Dodici rintocchi d'orologio: poi, dritti fino al mattino.








Note della storia: Quarta e penultima (salvo aggiunte dell'ultimo momento) storia per la serie ever after. I links li trovate più sotto, cliccando sulle icone.
Jane e Margaret non le ho inventate io: ci ha pensato il signor Barrie. Quella di Peter Pan è una tra le più inquietanti storie riprese dalla Disney. I bambini dell'Isola che non c'è che non crescono mai; non diventano mai vecchi, ma non cambiano nemmeno. Il fratello di Barrie morì prima di compiere quattordici anni: e gli unici bambini che non crescono, in effetti, sono i bambini che muoiono prima di poterlo fare.
Vista così non sembra più una storia tanto carina, vero?

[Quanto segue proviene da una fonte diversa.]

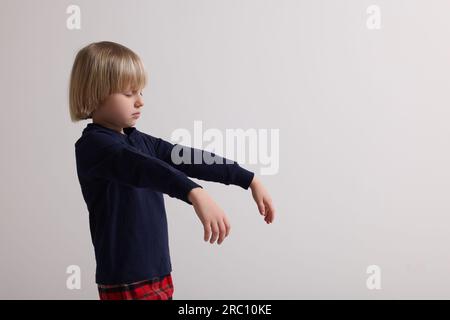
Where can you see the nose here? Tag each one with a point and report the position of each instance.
(139, 102)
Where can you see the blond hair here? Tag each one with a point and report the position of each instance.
(100, 69)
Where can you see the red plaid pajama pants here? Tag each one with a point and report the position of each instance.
(158, 288)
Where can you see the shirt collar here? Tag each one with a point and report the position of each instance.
(129, 131)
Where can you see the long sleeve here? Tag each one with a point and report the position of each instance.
(222, 170)
(125, 164)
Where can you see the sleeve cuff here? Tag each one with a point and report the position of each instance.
(182, 185)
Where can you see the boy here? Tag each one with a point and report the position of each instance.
(123, 174)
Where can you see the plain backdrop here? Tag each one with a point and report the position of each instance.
(364, 154)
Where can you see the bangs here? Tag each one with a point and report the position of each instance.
(129, 74)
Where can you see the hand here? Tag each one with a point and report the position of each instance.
(263, 200)
(213, 218)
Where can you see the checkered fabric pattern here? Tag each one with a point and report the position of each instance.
(158, 288)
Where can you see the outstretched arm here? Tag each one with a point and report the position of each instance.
(200, 164)
(263, 200)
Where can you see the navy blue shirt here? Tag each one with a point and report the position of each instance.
(123, 178)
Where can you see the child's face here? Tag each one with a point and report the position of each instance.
(120, 108)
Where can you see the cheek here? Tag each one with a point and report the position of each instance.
(120, 105)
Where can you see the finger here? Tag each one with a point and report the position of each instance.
(227, 226)
(207, 231)
(271, 215)
(261, 207)
(222, 231)
(215, 231)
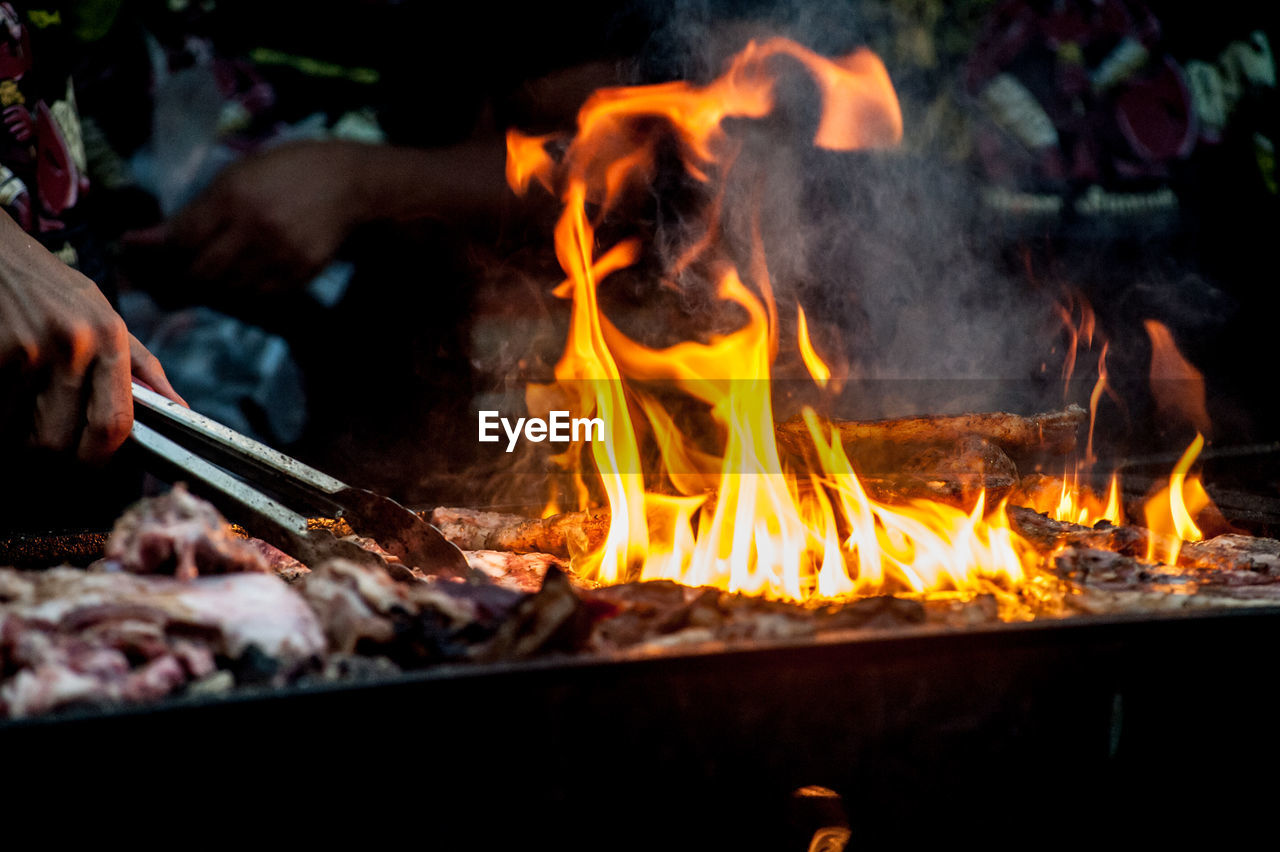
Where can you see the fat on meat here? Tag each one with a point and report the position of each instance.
(182, 535)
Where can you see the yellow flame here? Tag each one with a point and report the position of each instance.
(741, 521)
(817, 367)
(1170, 513)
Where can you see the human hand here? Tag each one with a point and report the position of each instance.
(69, 351)
(270, 221)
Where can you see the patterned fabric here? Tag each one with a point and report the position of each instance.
(41, 150)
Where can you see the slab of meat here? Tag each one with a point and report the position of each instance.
(419, 623)
(1048, 433)
(560, 535)
(71, 636)
(179, 534)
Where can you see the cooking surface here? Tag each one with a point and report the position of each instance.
(1061, 718)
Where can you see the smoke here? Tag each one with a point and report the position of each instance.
(886, 251)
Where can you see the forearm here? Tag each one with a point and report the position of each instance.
(462, 183)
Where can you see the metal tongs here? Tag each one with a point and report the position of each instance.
(254, 482)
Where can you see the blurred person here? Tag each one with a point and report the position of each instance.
(318, 195)
(65, 356)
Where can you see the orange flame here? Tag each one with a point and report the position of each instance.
(740, 521)
(1176, 385)
(1171, 511)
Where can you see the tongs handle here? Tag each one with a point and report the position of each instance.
(220, 456)
(238, 453)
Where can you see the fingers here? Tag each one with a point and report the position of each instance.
(146, 367)
(109, 407)
(56, 417)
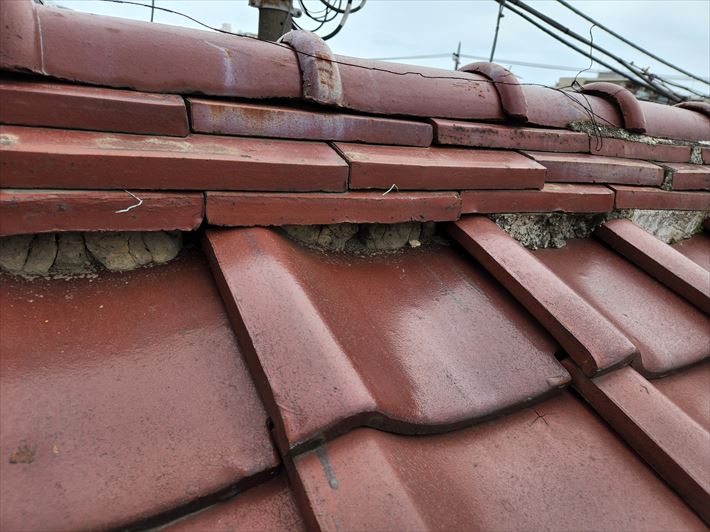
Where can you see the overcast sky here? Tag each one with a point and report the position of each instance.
(675, 30)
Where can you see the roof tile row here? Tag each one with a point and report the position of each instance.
(128, 399)
(159, 58)
(553, 466)
(415, 342)
(26, 211)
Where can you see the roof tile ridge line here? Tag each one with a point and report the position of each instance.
(320, 72)
(639, 439)
(625, 351)
(631, 111)
(682, 276)
(699, 107)
(512, 96)
(170, 516)
(250, 353)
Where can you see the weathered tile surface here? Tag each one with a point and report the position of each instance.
(80, 107)
(672, 442)
(42, 211)
(590, 338)
(582, 168)
(438, 168)
(668, 331)
(639, 150)
(258, 120)
(659, 260)
(460, 133)
(554, 197)
(267, 507)
(552, 466)
(653, 198)
(416, 341)
(55, 158)
(125, 396)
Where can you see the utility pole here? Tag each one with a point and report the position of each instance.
(274, 18)
(457, 56)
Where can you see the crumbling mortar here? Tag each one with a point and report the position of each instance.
(606, 131)
(72, 255)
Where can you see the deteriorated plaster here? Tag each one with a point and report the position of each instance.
(61, 255)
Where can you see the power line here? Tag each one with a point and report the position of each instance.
(637, 47)
(329, 13)
(495, 35)
(570, 96)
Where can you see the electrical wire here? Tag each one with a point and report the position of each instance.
(650, 80)
(635, 46)
(353, 10)
(571, 96)
(640, 79)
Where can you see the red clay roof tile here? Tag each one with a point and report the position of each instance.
(554, 197)
(581, 168)
(659, 260)
(696, 248)
(675, 122)
(640, 150)
(395, 89)
(668, 331)
(497, 136)
(512, 97)
(653, 198)
(258, 120)
(129, 398)
(254, 208)
(665, 436)
(414, 342)
(557, 108)
(690, 176)
(143, 56)
(153, 58)
(267, 507)
(33, 103)
(437, 168)
(589, 338)
(626, 102)
(688, 389)
(52, 158)
(46, 211)
(554, 466)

Il brano dietro al titolo non è tratto dalla colonna sonora del film Disney. Ho scelto invece Fairy Dance, di James Newton Howard, dalla colonna sonora del Peter Pan del 2003, per la regia di P.J.Hogan. So che a molti non è piaciuto, ma io penso di aver saltellato sul divano per tutto il tempo in cui è durata la visione.
Il più bel film su Peter Pan resta comunque Hook. C'è Dustin Hoffman. Qualunque cosa abbia Dustin Hoffman dentro è potenzialmente un capolavoro.
Sto temporaneamente tentando il suicidio su Cicerone ed ho un esame domani nel quale passerò il tempo raccontando le barzellette (perché non è che abbia molto altro da dire), ma ho deciso di far finta di non dover studiare per, tipo, dieci minuti.



Grazie, come sempre, a chi si è fermato a lasciarmi un parere; doppio con cioccolata a chi si fermerà anche stavolta. Mi dispiace per l'assenza prolungata e per le rade volte in cui faccio capolino: l'ultimo anno di università si sta mangiando via tutto il tempo libero che avevo finora.